Hey guys this feels like a stupid question but i cant seem to find the answer on any hedgehog forums. My hedgehog keeps filling the food dish with the wood shavings I gave for its bedding. Im wondering if this is like some kind of problem. Does it maybe not like the smell of the food and its trying to cover the smell with the wood shavings (pine). Also if it covers the food dish will it be able to find the food? I get worried so when i see this i empty the whole dish and put in a new stack of food. (I feed it high quality puppy food, beef flavor). Sorry I'm still a newbie to this hedgehog owner thing and wondering if this should be something i should be worried about.

P.S I'm switching to fleece in a couple of weeks because numerous forums and sites reccommend it.


----------



## Lilysmommy (Jan 7, 2009)

That is one of the problems with shavings & bowls, especially water bowls. He might just be digging too close to the bowl & getting them in it. How big is your bowl? Maybe a bigger one would be harder to fill with shavings, or at least leave some food uncovered so he could still eat. I'm sure he would still be able to get to his food if he wanted it, but there's also a bit of risk that he might accidentally eat some pieces of shavings...not sure how likely that is, but wouldn't be a great thing either. Perhaps you could get a small piece of fleece or something & put it over the shavings, under the food bowl and see if it helps?


----------



## SugarCoatedSam (Sep 24, 2013)

My hedgehog did this all, I now use fleece but the solution I used before was to put only a fine coating of saw dust in the bottom literally just enough to cover the bottom of his cage.


----------



## comrad545 (Sep 30, 2013)

Lilysmommy said:


> That is one of the problems with shavings & bowls, especially water bowls. He might just be digging too close to the bowl & getting them in it. How big is your bowl? Maybe a bigger one would be harder to fill with shavings, or at least leave some food uncovered so he could still eat. I'm sure he would still be able to get to his food if he wanted it, but there's also a bit of risk that he might accidentally eat some pieces of shavings...not sure how likely that is, but wouldn't be a great thing either.

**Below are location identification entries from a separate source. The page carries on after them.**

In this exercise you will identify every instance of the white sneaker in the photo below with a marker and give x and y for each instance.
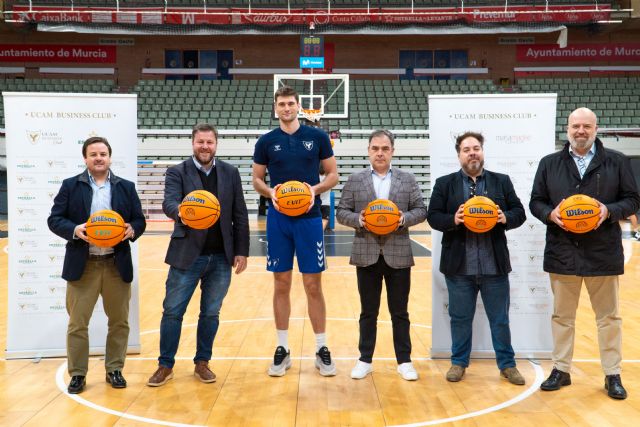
(407, 371)
(361, 370)
(281, 362)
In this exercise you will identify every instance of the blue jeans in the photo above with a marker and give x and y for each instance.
(214, 274)
(463, 294)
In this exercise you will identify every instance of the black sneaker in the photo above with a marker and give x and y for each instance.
(324, 363)
(281, 362)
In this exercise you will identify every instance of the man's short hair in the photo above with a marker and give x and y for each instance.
(95, 140)
(468, 134)
(285, 91)
(203, 127)
(382, 132)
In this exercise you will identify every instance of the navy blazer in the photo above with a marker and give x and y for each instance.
(72, 206)
(446, 198)
(187, 243)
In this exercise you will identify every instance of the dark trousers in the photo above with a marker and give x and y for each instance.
(398, 283)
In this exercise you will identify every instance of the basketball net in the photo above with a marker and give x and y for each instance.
(312, 115)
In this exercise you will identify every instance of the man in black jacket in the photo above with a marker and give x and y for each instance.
(476, 262)
(596, 258)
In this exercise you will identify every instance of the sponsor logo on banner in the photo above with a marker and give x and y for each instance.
(24, 244)
(26, 164)
(28, 307)
(27, 292)
(26, 228)
(514, 139)
(33, 136)
(37, 137)
(56, 180)
(28, 275)
(27, 260)
(26, 179)
(57, 164)
(56, 275)
(26, 197)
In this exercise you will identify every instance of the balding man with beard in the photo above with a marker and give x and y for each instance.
(585, 166)
(475, 263)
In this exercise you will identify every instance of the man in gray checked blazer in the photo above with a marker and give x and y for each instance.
(377, 257)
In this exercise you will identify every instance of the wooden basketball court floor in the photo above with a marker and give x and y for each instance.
(32, 392)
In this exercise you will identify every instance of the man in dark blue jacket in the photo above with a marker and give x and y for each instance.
(91, 271)
(584, 166)
(476, 262)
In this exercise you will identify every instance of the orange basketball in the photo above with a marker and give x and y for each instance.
(294, 198)
(105, 228)
(480, 214)
(580, 213)
(381, 216)
(199, 209)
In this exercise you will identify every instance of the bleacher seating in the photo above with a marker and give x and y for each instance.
(391, 104)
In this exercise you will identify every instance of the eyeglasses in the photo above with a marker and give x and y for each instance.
(472, 190)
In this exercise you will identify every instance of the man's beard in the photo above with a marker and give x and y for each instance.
(473, 168)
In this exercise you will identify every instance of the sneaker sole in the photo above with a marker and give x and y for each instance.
(326, 373)
(280, 372)
(361, 377)
(204, 380)
(150, 384)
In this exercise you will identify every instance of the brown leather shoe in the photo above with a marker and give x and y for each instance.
(160, 377)
(455, 373)
(203, 373)
(513, 375)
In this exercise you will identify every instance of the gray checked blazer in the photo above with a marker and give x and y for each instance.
(395, 247)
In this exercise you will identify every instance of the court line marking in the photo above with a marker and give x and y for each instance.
(76, 397)
(263, 319)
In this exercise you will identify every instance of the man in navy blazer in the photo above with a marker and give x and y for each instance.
(204, 256)
(91, 271)
(476, 262)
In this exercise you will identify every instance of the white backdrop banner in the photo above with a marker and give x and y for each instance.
(44, 135)
(519, 130)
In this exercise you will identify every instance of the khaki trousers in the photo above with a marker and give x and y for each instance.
(100, 277)
(603, 293)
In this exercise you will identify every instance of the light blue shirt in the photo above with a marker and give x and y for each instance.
(100, 200)
(582, 162)
(381, 184)
(202, 168)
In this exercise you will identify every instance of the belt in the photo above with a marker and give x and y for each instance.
(101, 257)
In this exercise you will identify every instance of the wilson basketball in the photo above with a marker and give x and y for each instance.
(381, 216)
(480, 214)
(105, 228)
(580, 213)
(199, 209)
(294, 198)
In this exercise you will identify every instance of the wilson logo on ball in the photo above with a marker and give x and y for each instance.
(480, 214)
(381, 217)
(199, 209)
(293, 198)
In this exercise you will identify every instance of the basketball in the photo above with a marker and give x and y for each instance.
(580, 213)
(480, 214)
(199, 209)
(294, 198)
(105, 228)
(381, 217)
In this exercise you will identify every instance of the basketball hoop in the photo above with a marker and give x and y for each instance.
(312, 115)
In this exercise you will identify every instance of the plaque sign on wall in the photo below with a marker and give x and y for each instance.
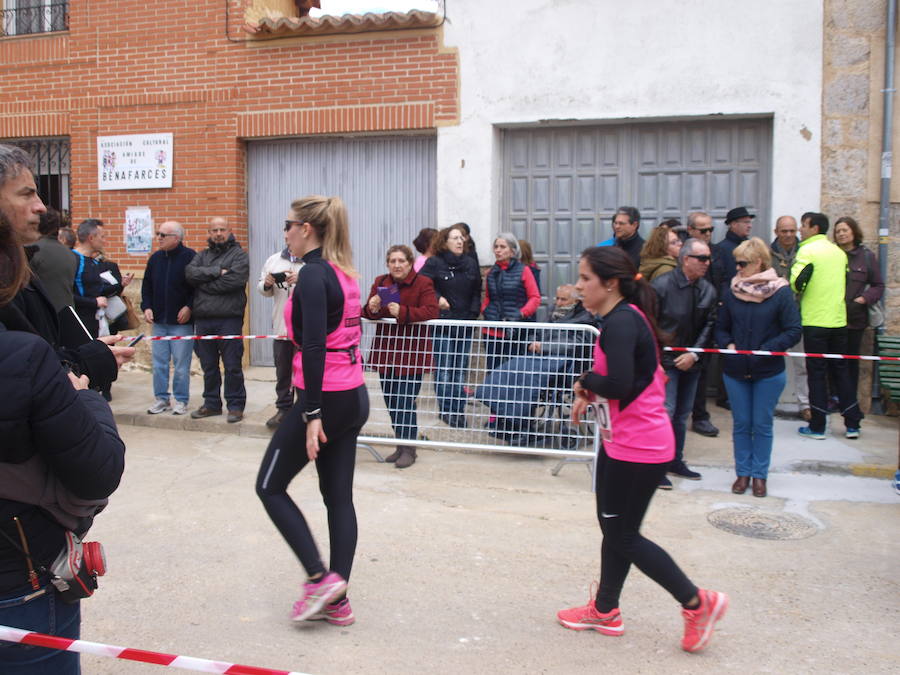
(134, 162)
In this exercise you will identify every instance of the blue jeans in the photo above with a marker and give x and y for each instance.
(47, 614)
(400, 393)
(177, 351)
(753, 410)
(231, 352)
(680, 391)
(452, 345)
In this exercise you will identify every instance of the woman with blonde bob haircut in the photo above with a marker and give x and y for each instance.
(323, 320)
(756, 311)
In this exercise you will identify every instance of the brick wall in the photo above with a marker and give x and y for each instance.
(852, 113)
(175, 66)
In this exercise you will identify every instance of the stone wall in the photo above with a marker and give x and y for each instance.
(852, 111)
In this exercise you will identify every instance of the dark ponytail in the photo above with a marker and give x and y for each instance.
(611, 262)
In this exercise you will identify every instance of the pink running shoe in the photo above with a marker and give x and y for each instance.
(317, 594)
(588, 618)
(699, 623)
(338, 614)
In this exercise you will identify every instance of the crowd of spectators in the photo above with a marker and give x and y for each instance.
(806, 293)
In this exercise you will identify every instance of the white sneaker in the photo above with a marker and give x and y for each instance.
(161, 405)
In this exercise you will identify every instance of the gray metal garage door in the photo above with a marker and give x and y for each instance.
(387, 182)
(561, 185)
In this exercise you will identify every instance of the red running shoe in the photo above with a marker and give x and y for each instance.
(588, 618)
(699, 623)
(317, 594)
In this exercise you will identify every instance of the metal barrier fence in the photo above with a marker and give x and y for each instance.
(477, 385)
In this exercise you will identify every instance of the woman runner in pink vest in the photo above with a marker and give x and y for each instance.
(323, 320)
(634, 457)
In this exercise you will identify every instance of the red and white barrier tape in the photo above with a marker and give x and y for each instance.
(754, 352)
(763, 352)
(217, 337)
(157, 658)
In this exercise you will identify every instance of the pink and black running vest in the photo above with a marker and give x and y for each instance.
(642, 432)
(343, 365)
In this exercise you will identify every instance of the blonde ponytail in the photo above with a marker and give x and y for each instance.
(328, 215)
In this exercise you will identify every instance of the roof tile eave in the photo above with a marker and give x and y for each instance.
(346, 23)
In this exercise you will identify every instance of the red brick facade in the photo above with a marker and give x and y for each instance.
(128, 67)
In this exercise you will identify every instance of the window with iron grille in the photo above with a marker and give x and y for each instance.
(50, 159)
(26, 17)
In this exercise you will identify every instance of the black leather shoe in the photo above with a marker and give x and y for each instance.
(204, 412)
(275, 420)
(705, 428)
(681, 469)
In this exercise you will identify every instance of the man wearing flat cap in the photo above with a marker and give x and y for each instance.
(739, 221)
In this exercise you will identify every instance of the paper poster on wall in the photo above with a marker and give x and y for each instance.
(134, 162)
(138, 230)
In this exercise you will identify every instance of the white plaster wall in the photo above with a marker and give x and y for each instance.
(522, 61)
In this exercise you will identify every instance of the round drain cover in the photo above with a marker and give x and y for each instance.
(750, 522)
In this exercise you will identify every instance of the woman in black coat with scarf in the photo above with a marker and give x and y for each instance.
(864, 286)
(757, 311)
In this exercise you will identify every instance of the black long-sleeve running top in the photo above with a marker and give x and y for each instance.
(631, 356)
(318, 305)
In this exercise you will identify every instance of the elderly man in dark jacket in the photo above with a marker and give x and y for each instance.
(219, 276)
(53, 262)
(31, 310)
(167, 300)
(686, 314)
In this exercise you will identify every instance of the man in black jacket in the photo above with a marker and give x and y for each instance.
(686, 314)
(32, 310)
(739, 222)
(53, 261)
(219, 276)
(167, 300)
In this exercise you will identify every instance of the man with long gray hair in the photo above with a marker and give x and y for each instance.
(686, 313)
(167, 301)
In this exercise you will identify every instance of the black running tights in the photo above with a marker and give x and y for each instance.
(624, 490)
(343, 415)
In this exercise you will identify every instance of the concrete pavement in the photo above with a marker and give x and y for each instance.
(875, 454)
(463, 559)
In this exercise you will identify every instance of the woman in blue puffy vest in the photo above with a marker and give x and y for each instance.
(511, 294)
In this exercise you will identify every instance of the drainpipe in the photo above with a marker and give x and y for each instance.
(886, 161)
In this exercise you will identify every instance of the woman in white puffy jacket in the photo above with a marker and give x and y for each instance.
(276, 280)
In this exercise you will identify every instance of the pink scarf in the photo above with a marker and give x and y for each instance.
(758, 287)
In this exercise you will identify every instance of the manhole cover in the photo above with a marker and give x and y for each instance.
(749, 522)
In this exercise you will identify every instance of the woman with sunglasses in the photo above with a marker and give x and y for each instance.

Perhaps you could get a small piece of fleece or something & put it over the shavings, under the food bowl and see if it helps?


Hmmm yeah a bigger bowl might help! will try later  my little guy moves the bowl around a lot too. Most of the time its right in front of his igloo (full of the shavings). Im thinking of getting the ones for puppies, the one with rubber underneath.


----------